Member of the House of Representatives
- Incumbent
- Assumed office 9 February 2026
- Constituency: Tokyo PR

Secretary-General of Team Mirai
- In office 8 May 2025 – 16 September 2026
- Leader: Takahiro Anno
- Preceded by: Position established
- Succeeded by: Aoi Furukawa

Personal details
- Born: 21 September 1986 (age 39) Kyoto, Japan
- Party: Team Mirai
- Alma mater: Keio University
- Occupation: Consultant

= Satoshi Takayama (politician, born 1986) =

Japanese politician (born 1986)

Satoshi Takayama (高山 聡史, Takayama Satoshi) is a Japanese politician who is a member of the House of Representatives since 2026 for Tokyo proportional representation block. A founding member of Team Mirai, Takayama served as the party's Secretary-General between 2025 and 2026.

==Early life==
Born in Kyoto, Takayama attended Nada High School before going on to Keio University, where he earned both his undergraduate and graduate degrees in economics.
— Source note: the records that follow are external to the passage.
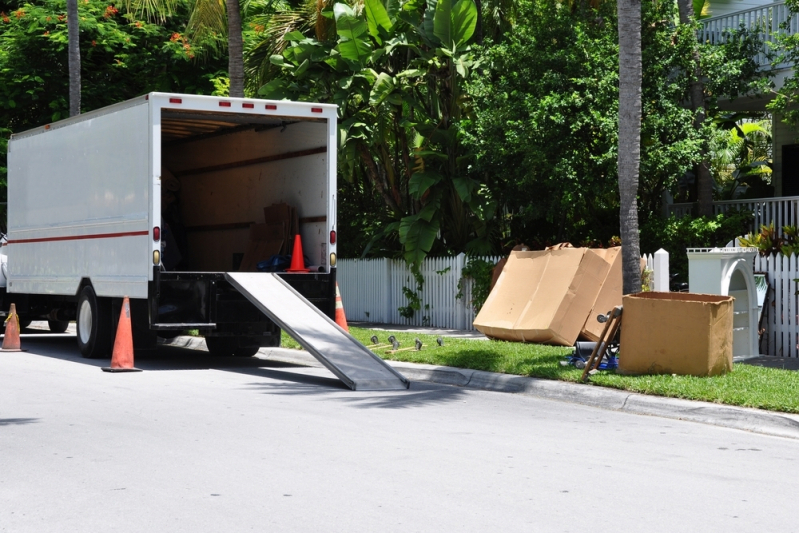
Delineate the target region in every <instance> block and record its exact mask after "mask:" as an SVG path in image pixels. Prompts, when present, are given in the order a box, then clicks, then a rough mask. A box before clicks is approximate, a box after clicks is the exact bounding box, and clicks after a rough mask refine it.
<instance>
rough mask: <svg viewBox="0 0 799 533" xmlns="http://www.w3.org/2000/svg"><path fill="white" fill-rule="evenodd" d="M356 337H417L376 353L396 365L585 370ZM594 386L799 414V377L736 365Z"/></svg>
mask: <svg viewBox="0 0 799 533" xmlns="http://www.w3.org/2000/svg"><path fill="white" fill-rule="evenodd" d="M350 333H351V334H352V335H353V336H354V337H355V338H356V339H358V340H359V341H361V342H362V343H364V344H365V345H367V346H368V345H369V344H371V341H370V340H369V338H370V337H371V336H372V335H377V336H378V338H379V339H380V341H381V342H384V343H385V342H387V341H386V339H387V338H388V336H389V335H394V336H395V337H396V338H397V340H398V341H400V343H401V346H400V347H401V348H405V347H412V346H413V345H414V339H416V338H419V339H420V340H421V341H422V342H423V343H424V347H423V348H422V350H421V351H418V352H417V351H415V350H409V351H402V352H398V353H395V354H387V353H386V351H387V349H388V348H382V349H377V350H375V353H376V354H377V355H379V356H380V357H382V358H383V359H390V360H394V361H406V362H410V363H426V364H431V365H441V366H453V367H458V368H469V369H474V370H485V371H488V372H501V373H504V374H514V375H519V376H529V377H536V378H545V379H557V380H561V381H572V382H576V381H579V379H580V376H581V375H582V370H578V369H576V368H574V367H564V366H561V365H560V361H561V360H563V359H564V358H565V357H566V355H568V354H570V353H571V351H572V349H571V348H563V347H556V346H544V345H540V344H522V343H517V342H504V341H480V340H468V339H453V338H445V339H444V346H438V345H437V344H436V337H435V336H434V335H419V334H415V333H403V332H388V331H382V330H370V329H361V328H354V327H351V328H350ZM282 345H283V346H284V347H287V348H299V345H298V344H297V343H296V342H295V341H294V340H293V339H291V337H289V336H288V335H286V333H285V332H284V333H283V342H282ZM590 382H591V383H593V384H594V385H600V386H603V387H611V388H615V389H622V390H628V391H632V392H638V393H642V394H652V395H657V396H668V397H672V398H685V399H689V400H704V401H708V402H716V403H725V404H729V405H740V406H744V407H754V408H758V409H768V410H771V411H783V412H787V413H799V372H796V371H791V370H781V369H774V368H762V367H756V366H750V365H744V364H736V365H734V367H733V371H732V372H730V373H729V374H726V375H724V376H716V377H710V378H697V377H693V376H672V375H661V376H622V375H618V374H615V373H614V372H612V371H603V372H599V373H598V374H596V375H594V376H592V377H591V378H590Z"/></svg>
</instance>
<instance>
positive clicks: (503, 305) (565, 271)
mask: <svg viewBox="0 0 799 533" xmlns="http://www.w3.org/2000/svg"><path fill="white" fill-rule="evenodd" d="M609 269H610V264H609V263H608V262H607V261H606V260H605V259H604V258H602V257H600V256H599V255H598V254H596V253H594V252H593V251H592V250H589V249H587V248H564V249H561V250H544V251H536V252H511V254H510V257H509V258H508V262H507V264H506V265H505V267H504V268H503V269H502V274H501V275H500V276H499V279H498V280H497V284H496V285H495V286H494V289H493V290H492V291H491V294H489V295H488V298H487V299H486V301H485V304H483V307H482V309H481V310H480V313H479V314H478V315H477V317H476V318H475V319H474V326H475V328H477V329H478V330H479V331H480V332H482V333H484V334H485V335H487V336H489V337H492V338H496V339H504V340H510V341H520V342H538V343H546V344H558V345H562V346H572V345H573V344H574V342H575V341H576V340H577V337H578V336H579V334H580V331H581V330H582V328H583V325H584V324H585V321H586V317H587V316H588V313H589V312H590V311H591V308H592V307H593V306H594V302H595V301H596V298H597V295H598V294H599V290H600V287H601V286H602V282H603V281H604V280H605V277H606V276H607V273H608V270H609Z"/></svg>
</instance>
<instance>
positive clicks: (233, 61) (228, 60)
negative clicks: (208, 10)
mask: <svg viewBox="0 0 799 533" xmlns="http://www.w3.org/2000/svg"><path fill="white" fill-rule="evenodd" d="M225 6H226V8H227V24H228V75H229V76H230V96H233V97H234V98H244V43H243V41H242V38H241V8H240V7H239V0H225Z"/></svg>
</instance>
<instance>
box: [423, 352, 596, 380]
mask: <svg viewBox="0 0 799 533" xmlns="http://www.w3.org/2000/svg"><path fill="white" fill-rule="evenodd" d="M550 351H551V350H550ZM551 352H552V353H541V352H538V353H532V352H531V353H524V351H516V352H514V353H503V352H499V351H496V350H486V349H481V348H479V347H476V348H466V349H463V348H461V349H460V350H458V351H454V352H448V353H441V354H440V355H438V356H437V357H436V360H437V362H436V363H434V364H440V365H443V366H452V367H457V368H464V369H473V370H483V371H486V372H499V373H503V374H512V375H517V376H526V377H536V378H545V379H554V380H560V381H577V380H578V379H579V377H580V375H581V373H582V371H581V370H578V369H576V368H574V367H573V366H563V365H561V364H560V362H561V361H564V360H565V355H566V354H567V353H569V349H564V350H557V351H551Z"/></svg>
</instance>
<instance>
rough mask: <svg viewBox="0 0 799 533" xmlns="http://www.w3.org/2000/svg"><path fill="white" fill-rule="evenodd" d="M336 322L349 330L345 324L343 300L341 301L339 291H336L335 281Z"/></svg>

After graduating, he worked as a consultant at Boston Consulting Group before working in business development at several Artificial intelligence (AI) startups.

==Political career==
In May 2025, Takayama became a founding member of Team Mirai, becoming its Secretary-General. In the 2025 House of Councillors election, he ran as part of Mirai's national proportional representation block list. Although he did not win, party leader Takahiro Anno secured a seat, giving the party its first seat in the National Diet.

In the 2026 general election, Takayama ran in Mirai's Tokyo proportional representation block. Mirai went on to win 4 seats in Tokyo PR, with Takayama being one of them, and was elected as a result, becoming a member of the House of Representatives.

In September 2026, he was replaced as secretary-general by Aoi Furukawa.